Interior Entry Point Iterations
I test ran the map repeatedly with dummy enemies in various layouts. This highlighted that the interior space was heavily weighted toward the Spawn A team as they had continual forward motion where Spawn B had to double back on themselves.
To amend this I altered the interior layout to split up the routes which each team could take and offer Spawn B team more options to get the drop on a harsh first push from Spawn A players and avoid them being able to lock down the interior space as a team and cooperatively camp.

Project Evaluation
The evaluation on this project focusses on areas of expansion and how they could add further benefits to the level as an FPS map as well as how this expansion could better meet the project aims.
The project level is small scale and due to this would create continual combat in the common 6 vs 6 player match count. Although this continual combat blocks players from camping further it also promotes cautious play to avoid high death rates in players.
To counter this the map could expand the exterior area, add subterranean routes into the main building or between the spawn areas, and add an upper floor to the main building.
Expanding the exterior location would allow for further routes players could take to break line of sight This would force continual aggressive play whilst alleviating a situation of constant combat. It could also introduce a more tactically appealing breadth of weapon choices in the player base, further diversifying the means of engaging with, and responding to, the threats of an enemy team.
A subterranean route would give players an additional means of outmaneuvering one another.
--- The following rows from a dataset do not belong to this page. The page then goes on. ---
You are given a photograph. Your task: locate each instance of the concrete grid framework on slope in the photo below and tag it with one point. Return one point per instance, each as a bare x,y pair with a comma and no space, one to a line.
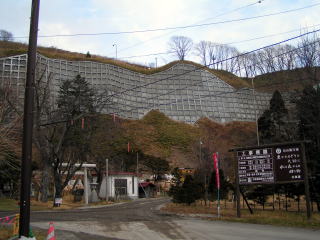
182,92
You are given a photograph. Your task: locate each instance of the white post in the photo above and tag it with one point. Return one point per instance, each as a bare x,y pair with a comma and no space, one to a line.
86,197
107,179
255,110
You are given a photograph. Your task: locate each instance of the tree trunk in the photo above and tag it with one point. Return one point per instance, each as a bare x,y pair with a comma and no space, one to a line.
45,180
58,188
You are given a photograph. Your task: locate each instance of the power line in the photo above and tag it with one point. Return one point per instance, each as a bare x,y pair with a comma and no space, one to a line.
166,34
178,27
208,65
229,43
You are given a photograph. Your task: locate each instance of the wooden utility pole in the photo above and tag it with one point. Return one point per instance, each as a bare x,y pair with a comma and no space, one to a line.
237,185
25,189
306,181
107,180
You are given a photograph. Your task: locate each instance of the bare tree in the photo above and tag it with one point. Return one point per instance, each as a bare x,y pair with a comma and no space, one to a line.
180,46
5,35
203,51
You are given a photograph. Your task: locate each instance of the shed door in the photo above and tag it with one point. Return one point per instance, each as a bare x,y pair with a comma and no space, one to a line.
120,187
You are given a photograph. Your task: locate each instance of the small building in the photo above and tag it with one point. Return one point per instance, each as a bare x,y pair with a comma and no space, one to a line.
147,190
121,185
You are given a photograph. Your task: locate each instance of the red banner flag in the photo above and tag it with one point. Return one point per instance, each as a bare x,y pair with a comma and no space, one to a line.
82,123
216,168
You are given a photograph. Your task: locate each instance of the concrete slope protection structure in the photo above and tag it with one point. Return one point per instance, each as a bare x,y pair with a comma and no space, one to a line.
183,92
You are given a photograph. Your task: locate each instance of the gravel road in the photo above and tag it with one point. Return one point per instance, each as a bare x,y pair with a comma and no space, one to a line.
142,220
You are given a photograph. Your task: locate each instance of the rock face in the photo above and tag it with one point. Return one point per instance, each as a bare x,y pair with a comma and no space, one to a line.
183,92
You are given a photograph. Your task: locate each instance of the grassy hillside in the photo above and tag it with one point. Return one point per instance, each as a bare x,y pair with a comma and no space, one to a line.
14,48
178,142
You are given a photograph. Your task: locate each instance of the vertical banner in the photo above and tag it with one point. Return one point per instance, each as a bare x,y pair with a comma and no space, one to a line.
216,168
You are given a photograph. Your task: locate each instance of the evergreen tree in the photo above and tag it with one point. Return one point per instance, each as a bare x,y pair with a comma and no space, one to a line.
224,185
71,142
272,125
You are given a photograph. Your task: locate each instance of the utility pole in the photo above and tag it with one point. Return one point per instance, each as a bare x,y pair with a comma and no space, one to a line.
255,110
107,180
137,163
115,45
24,221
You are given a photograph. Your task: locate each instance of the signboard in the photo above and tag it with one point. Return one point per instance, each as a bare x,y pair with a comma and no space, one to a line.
265,165
288,163
255,166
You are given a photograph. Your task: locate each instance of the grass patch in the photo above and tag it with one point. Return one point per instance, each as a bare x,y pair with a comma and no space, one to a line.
7,204
15,48
276,218
6,233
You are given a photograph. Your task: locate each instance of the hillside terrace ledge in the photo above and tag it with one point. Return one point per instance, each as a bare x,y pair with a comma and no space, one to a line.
183,92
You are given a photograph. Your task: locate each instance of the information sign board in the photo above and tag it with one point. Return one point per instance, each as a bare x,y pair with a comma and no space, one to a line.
263,165
288,163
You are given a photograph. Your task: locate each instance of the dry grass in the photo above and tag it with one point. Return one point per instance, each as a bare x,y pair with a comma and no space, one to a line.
277,217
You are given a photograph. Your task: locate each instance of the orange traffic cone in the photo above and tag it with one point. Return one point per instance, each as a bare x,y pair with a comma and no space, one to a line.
51,235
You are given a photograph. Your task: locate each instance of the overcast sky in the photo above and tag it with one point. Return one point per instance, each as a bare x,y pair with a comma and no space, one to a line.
106,16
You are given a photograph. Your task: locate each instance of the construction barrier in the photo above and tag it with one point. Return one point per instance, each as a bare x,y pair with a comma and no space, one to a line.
11,220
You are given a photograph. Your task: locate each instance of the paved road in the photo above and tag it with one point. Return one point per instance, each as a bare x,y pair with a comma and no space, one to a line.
141,220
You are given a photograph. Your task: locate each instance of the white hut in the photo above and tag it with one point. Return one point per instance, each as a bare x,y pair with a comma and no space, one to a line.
120,185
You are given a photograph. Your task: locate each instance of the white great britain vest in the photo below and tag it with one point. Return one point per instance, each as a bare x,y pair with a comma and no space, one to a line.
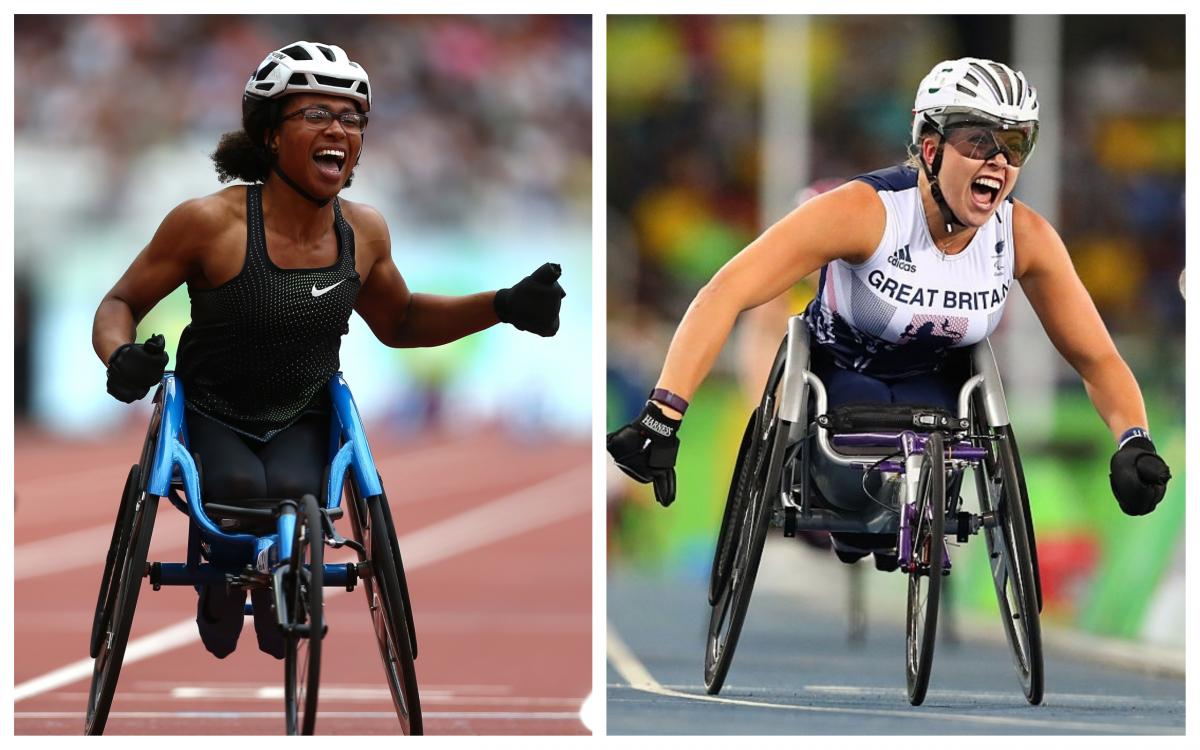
899,312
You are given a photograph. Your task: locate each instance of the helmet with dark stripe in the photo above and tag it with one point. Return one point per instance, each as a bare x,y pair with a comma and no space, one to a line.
309,67
973,89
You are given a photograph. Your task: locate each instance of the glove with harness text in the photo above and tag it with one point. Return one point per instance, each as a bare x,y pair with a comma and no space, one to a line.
533,303
1138,475
646,449
133,369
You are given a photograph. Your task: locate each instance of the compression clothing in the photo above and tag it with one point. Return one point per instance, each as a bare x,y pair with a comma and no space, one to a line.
900,311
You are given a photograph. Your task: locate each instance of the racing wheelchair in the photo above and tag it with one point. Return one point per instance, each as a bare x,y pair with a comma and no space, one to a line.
275,544
924,451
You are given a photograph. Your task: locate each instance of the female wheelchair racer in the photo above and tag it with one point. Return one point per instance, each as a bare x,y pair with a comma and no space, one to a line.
274,269
916,262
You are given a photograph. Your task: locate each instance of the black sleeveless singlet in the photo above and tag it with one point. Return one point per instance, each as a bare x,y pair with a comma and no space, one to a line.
262,347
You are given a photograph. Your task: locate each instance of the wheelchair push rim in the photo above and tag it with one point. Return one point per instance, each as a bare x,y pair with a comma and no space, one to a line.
384,589
303,594
1011,559
115,633
927,557
123,531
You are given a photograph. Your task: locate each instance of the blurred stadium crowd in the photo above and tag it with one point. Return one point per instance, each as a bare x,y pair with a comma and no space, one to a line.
478,154
687,153
472,115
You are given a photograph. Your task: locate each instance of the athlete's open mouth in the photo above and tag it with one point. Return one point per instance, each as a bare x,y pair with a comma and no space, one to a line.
330,161
985,191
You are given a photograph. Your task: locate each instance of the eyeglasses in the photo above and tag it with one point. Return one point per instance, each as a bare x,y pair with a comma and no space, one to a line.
982,142
318,118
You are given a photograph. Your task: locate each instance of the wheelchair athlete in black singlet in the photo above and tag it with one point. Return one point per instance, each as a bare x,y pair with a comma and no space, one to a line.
877,340
274,269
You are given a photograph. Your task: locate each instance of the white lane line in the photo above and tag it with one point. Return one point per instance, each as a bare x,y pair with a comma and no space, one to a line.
508,715
628,666
521,511
343,693
640,678
145,647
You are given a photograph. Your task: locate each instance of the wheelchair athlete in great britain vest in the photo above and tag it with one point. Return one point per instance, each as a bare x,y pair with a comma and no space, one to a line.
274,269
915,261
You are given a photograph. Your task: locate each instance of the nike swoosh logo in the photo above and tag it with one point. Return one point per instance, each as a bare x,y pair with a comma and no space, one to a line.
317,292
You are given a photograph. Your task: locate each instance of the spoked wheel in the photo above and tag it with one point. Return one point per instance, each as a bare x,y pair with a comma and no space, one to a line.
117,550
925,551
1003,502
385,591
303,594
124,585
744,531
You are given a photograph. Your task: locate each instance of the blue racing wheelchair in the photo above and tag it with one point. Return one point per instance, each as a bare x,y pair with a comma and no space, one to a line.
924,454
274,544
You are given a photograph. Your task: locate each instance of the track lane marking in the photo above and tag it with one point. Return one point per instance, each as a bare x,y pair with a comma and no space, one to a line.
511,515
640,678
543,715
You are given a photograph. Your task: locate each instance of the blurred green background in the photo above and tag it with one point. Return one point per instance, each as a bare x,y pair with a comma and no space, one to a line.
715,124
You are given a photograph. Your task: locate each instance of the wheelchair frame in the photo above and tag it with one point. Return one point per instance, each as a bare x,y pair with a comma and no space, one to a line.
771,486
250,561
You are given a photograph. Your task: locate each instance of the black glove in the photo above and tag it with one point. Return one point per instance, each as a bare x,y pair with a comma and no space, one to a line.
1139,477
136,367
533,303
646,449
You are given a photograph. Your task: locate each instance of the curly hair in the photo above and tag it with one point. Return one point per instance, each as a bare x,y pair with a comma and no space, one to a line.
243,154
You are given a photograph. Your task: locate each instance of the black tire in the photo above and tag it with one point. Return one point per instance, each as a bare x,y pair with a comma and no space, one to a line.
387,603
1003,501
925,552
731,521
123,529
115,634
304,595
744,532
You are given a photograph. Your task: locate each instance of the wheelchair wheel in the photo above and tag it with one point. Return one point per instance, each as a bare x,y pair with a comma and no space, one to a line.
925,551
731,522
1003,502
125,586
388,603
744,529
121,532
304,598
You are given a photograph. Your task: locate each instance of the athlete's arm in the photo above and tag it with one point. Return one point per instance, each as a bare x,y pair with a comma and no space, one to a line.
402,318
1072,322
846,222
169,259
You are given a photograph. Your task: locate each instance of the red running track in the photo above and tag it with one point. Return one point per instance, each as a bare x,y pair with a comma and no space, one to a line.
497,545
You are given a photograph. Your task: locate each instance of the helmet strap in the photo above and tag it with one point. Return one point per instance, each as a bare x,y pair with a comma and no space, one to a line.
935,189
299,191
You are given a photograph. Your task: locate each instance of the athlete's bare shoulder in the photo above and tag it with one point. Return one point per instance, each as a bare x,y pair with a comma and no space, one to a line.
846,222
366,220
371,239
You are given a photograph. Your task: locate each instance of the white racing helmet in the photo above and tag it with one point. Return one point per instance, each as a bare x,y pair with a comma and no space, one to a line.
306,67
972,88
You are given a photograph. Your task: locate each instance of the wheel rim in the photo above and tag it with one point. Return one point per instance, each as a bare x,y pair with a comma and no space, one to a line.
1014,582
107,669
304,595
925,570
390,636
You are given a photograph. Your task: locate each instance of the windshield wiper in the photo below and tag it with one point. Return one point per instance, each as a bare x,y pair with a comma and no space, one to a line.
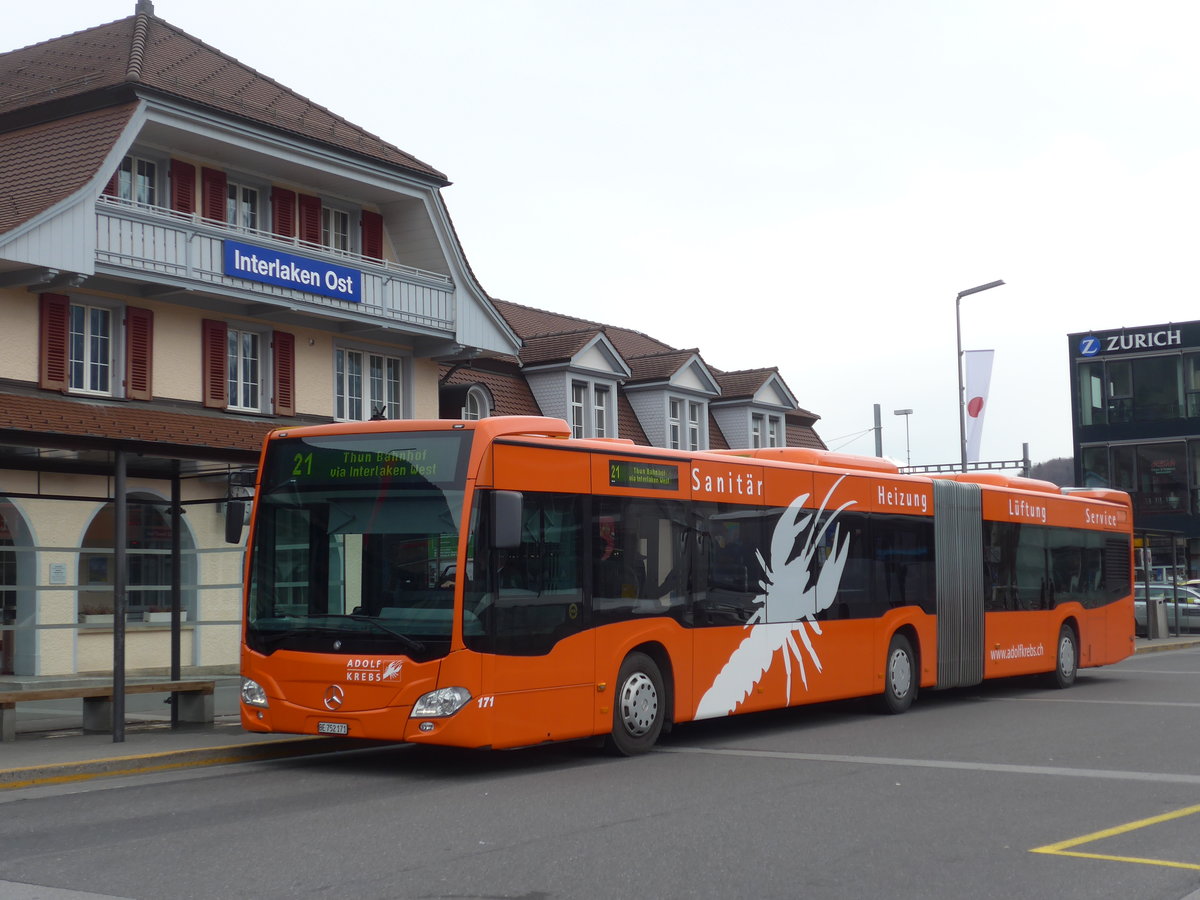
274,636
409,642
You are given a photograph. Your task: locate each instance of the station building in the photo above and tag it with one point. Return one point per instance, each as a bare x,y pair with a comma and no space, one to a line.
1135,414
192,255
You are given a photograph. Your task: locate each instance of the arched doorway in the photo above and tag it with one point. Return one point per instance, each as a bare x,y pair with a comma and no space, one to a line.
148,555
17,636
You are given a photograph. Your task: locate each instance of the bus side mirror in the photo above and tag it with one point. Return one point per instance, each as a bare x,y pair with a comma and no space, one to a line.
235,515
507,519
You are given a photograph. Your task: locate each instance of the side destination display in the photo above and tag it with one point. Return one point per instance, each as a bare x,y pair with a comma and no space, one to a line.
655,475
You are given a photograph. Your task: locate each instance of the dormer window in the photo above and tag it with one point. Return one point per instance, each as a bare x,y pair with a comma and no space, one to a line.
601,406
766,430
137,180
684,424
592,411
Exit points from this route could be placed almost anywhere as a response to unidentified camping locations within the current layout.
An upper floor would meet the study's needs as well. If the upper floor was designed with multiple stair ways for entry, and scalable entrances, it would avoid becoming a camping location through height advantage.
Adding this upper floor would add further design considerations on how extreme high ground is handled in line with player camping. The floor would have to be designed with consideration to the lines of sight into and out of the area, and creating routes into the floor that could not be bottle necked.
A draw back of the design that would require further testing is the event of players camping in pairs or teams. The layout was designed with the idea in mind that every player was independent of their team, and that all players were playing the objectives at all times. To test this efficiently the level would need testing with real teams either in engine, or through re-creation via an in game level editor in an FPS title.